6) Stop doing life alone (even if you’re used to it)
Support is a mental health strategy.
Text a friend. Join a group. Talk to a counselor. Let someone know you’re not okay.
And if you feel guilty needing support, remind yourself: connection is not weakness. It’s how we heal.
7) Get help when you need it
Self-love also means recognizing when something is bigger than self-help content.
If you’re struggling, reaching out for professional support can be a powerful act of courage.
If you’re in the U.S. and need immediate support, you can call/text/chat the 988 Suicide & Crisis Lifeline.
You can also contact SAMHSA’s National Helpline (1-800-662-HELP) for treatment referral and information.
And NAMI’s HelpLine offers support and resources (call 800-950-6264 or text NAMI to 62640).
A gentle reframe: self-love is a daily decision, not a personality trait
You don’t have to feel full of self-love to practice it.
You practice it when you:
- rest before you’re forced to
- speak kindly to yourself in the middle of a messy moment
- choose support instead of silence
- come back to God (or to peace) one small breath at a time
That is self-love.
And it absolutely supports mental health.
Helpful Resources
- Read next: If your mind won’t slow down, this gentle reset can help—read my post here: Essential Faith Anchors for Calm, Busy Days.

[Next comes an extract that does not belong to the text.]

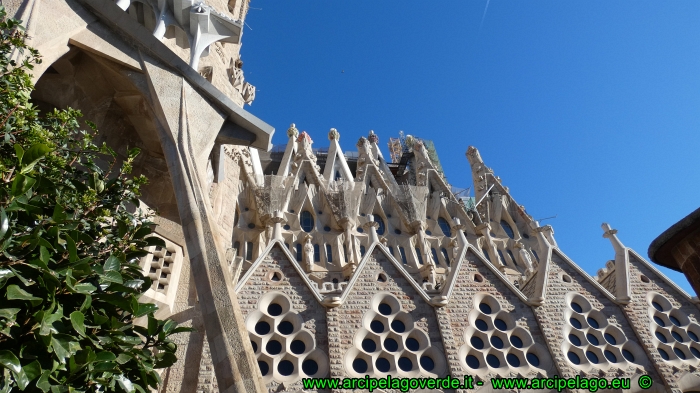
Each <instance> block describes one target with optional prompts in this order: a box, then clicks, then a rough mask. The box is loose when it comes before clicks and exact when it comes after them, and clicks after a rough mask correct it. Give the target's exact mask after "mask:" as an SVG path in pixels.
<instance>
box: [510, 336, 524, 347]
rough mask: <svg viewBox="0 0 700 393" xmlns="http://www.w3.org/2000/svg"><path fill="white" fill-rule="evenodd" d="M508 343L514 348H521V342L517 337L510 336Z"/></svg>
mask: <svg viewBox="0 0 700 393" xmlns="http://www.w3.org/2000/svg"><path fill="white" fill-rule="evenodd" d="M510 343H511V345H513V346H514V347H516V348H522V347H523V340H521V339H520V337H518V336H510Z"/></svg>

- For your journal routine: Here are simple prompts for the days you feel mentally overwhelmed: Daily Gratitude Prompts for a Calm Life.
- Community support: “If you want encouragement and accountability, come join my Facebook group here: Living Positive Light Community.
- If you need someone right now, call/text/chat 988 through the 988 Lifeline here
- For mental health education and support resources, visit NAMI’s HelpLine here
- For treatment referrals and information, use SAMHSA’s National Helpline here
- For practical self-care and stress tools, explore the APA’s self-care resources here
- Self-Compassion (Kristin Neff) — Links: Amazon | Audible | Bookshop
- The Gifts of Imperfection (Brené Brown) — Links: Amazon | Audible | Bookshop
- Set Boundaries, Find Peace (Nedra Glover Tawwab) — Links: Amazon | Audible | Bookshop
- The Body Keeps the Score (Bessel van der Kolk) — Links: Amazon | Audible | Bookshop
Final Thoughts
If you take nothing else from this: self-love is not something you “arrive at.” It’s something you return to.
Return when you’re calm.
Return when you’re anxious.
Return when you’re proud of yourself… and when you’re not.
One small act of self-support today can shift the whole week.
Keep shining—your light makes a difference.